10 Nov Scout Project plans online library portal with $2.6 million grant
Madison, Wis. — The University of Wisconsin-Madison’s Internet Scout Project will use a recent $2.6 million grant to develop a program that will provide community and technical college educators access to the National Science Digital Library.
“NSDL is a concept that the National Science Foundation came up with to create a huge digital library of STEM — science, technology, engineering, and mathematics — resources. There have been a number of projects started and funded by the NSF to establish this library,” said Rachael Bower, co-director of the Internet Scout Project.
Pathways is one such program that the NSF funds in order to provide resources for the instructors, students, and other users that benefit from the digital library. The Internet Scout Project, one of four recipients of NSF grants, will develop the Applied Mathematics and Science Education Repository as its Pathways project.
“The Pathways grants were an effort by the National Science Foundation to encourage development in areas of stewardship,” Bower said. “You pick an area of stewardship — a part of this huge project — and try to help people in that area gain as much access as possible. We decided to choose community and technical colleges, since they educate about 40 percent of undergrads in this country with only about 18 percent of the funding.”

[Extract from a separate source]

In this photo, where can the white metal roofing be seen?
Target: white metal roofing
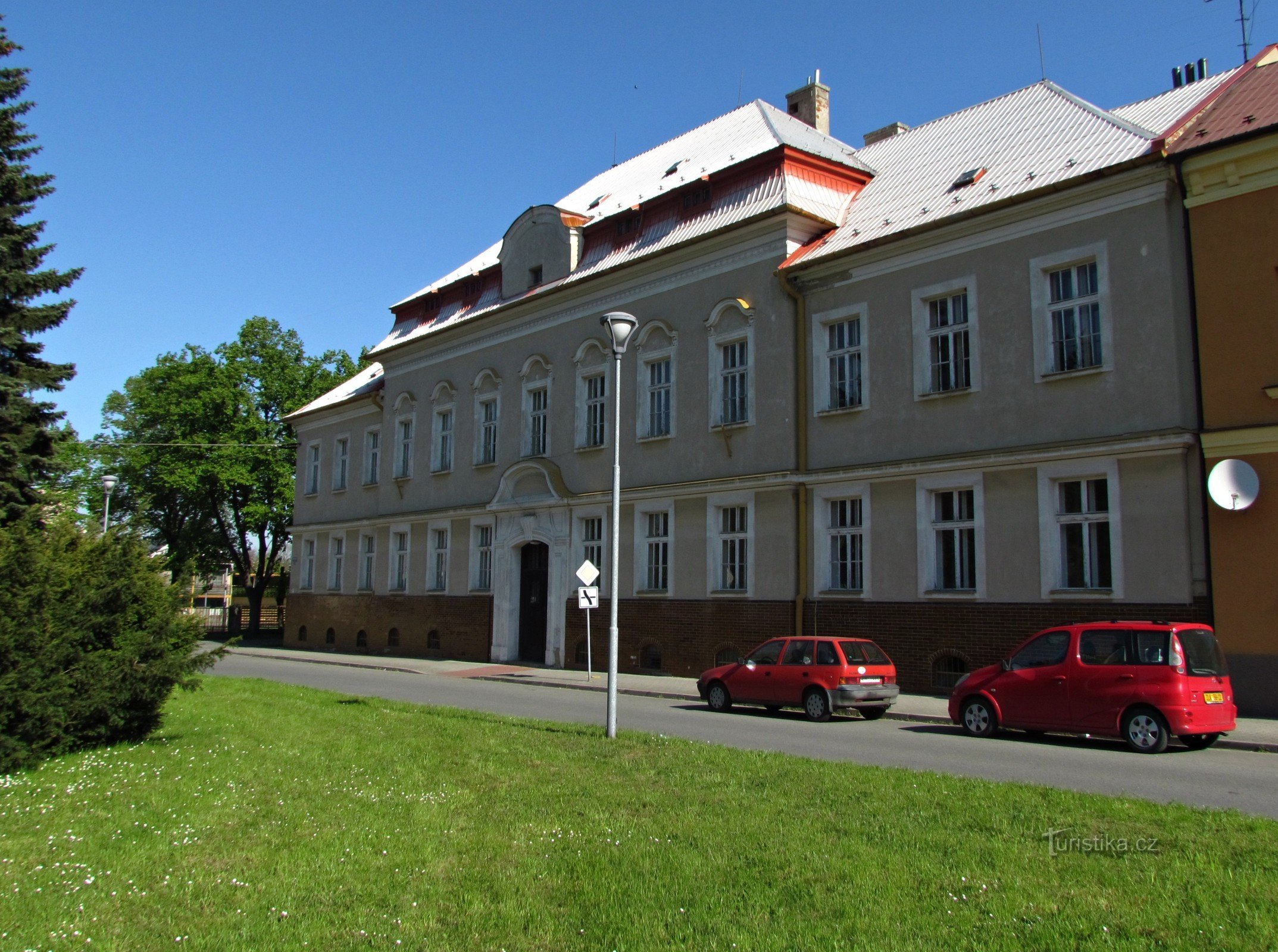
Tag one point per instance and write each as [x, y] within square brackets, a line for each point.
[1160, 111]
[744, 133]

The repository project will use the software that the Scout Project has already developed, called CWIS, to build a portal that will allow community and technical college faculty to access the digital library from anywhere. Bower said CWIS allows a simple portal to be set up in 5 to 10 minutes.
“Like regular libraries, there are materials and there are reference desks to help people use those materials” Bower said. The NSF has been collecting resources and materials for the online library, and the Pathways projects that it has funded will serve as online reference desks to all of the communities they reach.
“We’ll be building services to build weekly and monthly bulletins to help these colleges gain access to the NSDL,” Bower said. “We’ll [also] be doing some training with faculty to help them use the resources that are in the portal.”
The Scout Project will use the resources that it has already developed in conjunction with its NSF grant to update the CWIS technologies.
While the repository is the specific focus of the grant, the Internet Scout Project provides other online resources that connect users with the information available in the digital library. These projects include Access NDSL, which concentrates on making the library accessible to people with disabilities, and the NDSL Scout Reports, which offer information about online resources. They run entirely on grants and donations.
“We’re always looking for future funds,” Bower said. “Some of the things we’ll continue – like the Scout Report, which always continues – but some things, as we run out of funding, we drop.”